Online metrics — things we measure in production: - Thumbs up/down rate (our primary online signal) - Regeneration rate (user asked for a different answer — implies dissatisfaction) - Session length and return rate - Copy/paste rate (user found the response useful enough to copy)

Offline evaluation: - Human side-by-side evaluation (Elo rating): show two responses from different models, human picks the better one. This is our gold standard. - LLM-as-judge: use a strong model (GPT-4 or Gemini Ultra) to score responses on helpfulness, accuracy, and safety. Cheaper than humans, correlates ~85% with human judgment. - Benchmark suites: MMLU for knowledge, HumanEval for coding, TruthfulQA for factuality. These track regression, not absolute quality.

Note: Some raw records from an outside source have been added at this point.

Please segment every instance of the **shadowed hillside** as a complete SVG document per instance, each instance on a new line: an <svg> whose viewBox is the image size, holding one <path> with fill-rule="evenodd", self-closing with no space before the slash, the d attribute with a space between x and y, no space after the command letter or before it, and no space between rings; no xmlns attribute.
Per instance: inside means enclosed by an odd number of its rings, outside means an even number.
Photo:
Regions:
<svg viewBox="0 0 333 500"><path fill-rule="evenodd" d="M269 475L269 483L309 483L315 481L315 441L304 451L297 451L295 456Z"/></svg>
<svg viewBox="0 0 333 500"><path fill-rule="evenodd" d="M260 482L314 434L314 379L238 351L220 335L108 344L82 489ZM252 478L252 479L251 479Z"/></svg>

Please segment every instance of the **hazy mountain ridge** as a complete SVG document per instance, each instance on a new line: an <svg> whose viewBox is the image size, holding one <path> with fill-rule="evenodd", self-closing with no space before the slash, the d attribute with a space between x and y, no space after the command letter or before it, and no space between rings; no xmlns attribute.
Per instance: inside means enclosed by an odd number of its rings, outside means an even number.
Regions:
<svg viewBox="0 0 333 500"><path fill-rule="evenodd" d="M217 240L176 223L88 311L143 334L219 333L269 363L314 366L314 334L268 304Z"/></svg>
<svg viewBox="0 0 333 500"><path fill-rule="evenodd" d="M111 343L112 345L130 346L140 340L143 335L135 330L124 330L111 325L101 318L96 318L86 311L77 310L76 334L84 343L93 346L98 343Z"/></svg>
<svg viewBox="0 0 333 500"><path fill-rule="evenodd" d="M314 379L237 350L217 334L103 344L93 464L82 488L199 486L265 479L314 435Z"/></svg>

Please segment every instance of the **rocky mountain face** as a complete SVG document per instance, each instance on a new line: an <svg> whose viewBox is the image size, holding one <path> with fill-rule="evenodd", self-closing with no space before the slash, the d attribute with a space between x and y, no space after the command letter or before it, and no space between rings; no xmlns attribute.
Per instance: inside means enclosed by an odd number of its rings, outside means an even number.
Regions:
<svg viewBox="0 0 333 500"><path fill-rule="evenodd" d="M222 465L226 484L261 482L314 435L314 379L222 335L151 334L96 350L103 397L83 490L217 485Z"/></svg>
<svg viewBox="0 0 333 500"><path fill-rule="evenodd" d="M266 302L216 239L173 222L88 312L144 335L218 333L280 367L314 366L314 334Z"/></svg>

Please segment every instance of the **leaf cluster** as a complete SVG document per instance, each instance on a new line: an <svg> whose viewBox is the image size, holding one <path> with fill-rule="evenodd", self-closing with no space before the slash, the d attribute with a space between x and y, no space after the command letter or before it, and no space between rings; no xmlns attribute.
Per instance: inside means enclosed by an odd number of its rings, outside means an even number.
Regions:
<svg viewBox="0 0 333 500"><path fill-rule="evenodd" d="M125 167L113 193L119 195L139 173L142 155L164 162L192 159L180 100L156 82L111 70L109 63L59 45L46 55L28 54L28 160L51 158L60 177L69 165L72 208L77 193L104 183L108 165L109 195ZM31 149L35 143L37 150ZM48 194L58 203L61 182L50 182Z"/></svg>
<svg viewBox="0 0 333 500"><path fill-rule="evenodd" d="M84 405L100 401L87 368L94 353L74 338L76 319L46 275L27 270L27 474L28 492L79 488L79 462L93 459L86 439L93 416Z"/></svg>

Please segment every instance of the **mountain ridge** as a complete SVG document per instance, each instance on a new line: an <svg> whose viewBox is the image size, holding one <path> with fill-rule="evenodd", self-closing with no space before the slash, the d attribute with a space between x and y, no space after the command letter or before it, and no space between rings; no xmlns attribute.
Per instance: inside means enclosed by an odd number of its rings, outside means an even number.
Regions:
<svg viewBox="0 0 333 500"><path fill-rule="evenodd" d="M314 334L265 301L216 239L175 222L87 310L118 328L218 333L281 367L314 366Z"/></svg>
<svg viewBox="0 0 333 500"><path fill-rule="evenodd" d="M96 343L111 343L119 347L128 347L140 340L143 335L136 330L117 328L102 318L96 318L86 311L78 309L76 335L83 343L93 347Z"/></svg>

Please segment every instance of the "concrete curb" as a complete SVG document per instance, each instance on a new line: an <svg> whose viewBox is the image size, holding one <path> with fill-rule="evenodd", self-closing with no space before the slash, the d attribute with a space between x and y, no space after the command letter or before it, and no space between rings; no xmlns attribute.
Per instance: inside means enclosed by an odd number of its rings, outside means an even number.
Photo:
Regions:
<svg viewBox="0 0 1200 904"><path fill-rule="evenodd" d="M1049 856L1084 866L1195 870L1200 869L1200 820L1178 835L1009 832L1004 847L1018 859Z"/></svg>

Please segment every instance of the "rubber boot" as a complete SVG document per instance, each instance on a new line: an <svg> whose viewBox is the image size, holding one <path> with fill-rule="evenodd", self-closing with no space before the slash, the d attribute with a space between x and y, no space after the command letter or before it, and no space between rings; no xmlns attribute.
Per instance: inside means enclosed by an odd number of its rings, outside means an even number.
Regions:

The feedback loop: thumbs down responses are candidates for RLHF/DPO training data. We'd pair the rejected response with a preferred response (either human-written or from a better model run), then use DPO to update the model weekly.

Interviewer: Last question — if I told you the cost needs to drop by 5x, what would you do?

Candidate: Several levers, from least to most disruptive:

Quantization — move from fp16 to int4 (GPTQ/AWQ). This halves GPU memory, roughly doubling throughput. Quality loss is typically < 2% on benchmarks for a 70B model.
Speculative decoding — use a 1B draft model to generate 4-5 candidate tokens, verify them in one forward pass of the 70B model. This gives 2-3x speedup with identical output quality.
Prompt caching — for repeated system prompts and common conversation patterns, cache the KV-cache of the prefix. Saves prefill compute for every request with the same system prompt.
Semantic caching — for near-duplicate queries ("what is the capital of France" vs "capital of France?"), return cached responses. Maybe 10-15% cache hit rate.
Model distillation — train a smaller 7B model on the 70B model's outputs for common query types. Route simple queries (greetings, factual Q&A) to the 7B model, complex queries to 70B. If 60% of queries can use the small model, that's a 3-4x cost reduction.
Spot/preemptible instances — use cloud spot instances for non-critical traffic (free tier users). 60-70% cost savings with the risk of preemption — mitigated by having some on-demand capacity as a floor.

I'd start with quantization and speculative decoding (easy wins, no quality loss), then invest in model distillation for the biggest long-term savings.

Interviewer: Excellent. Great depth on the inference optimization and safety design. Let's wrap up.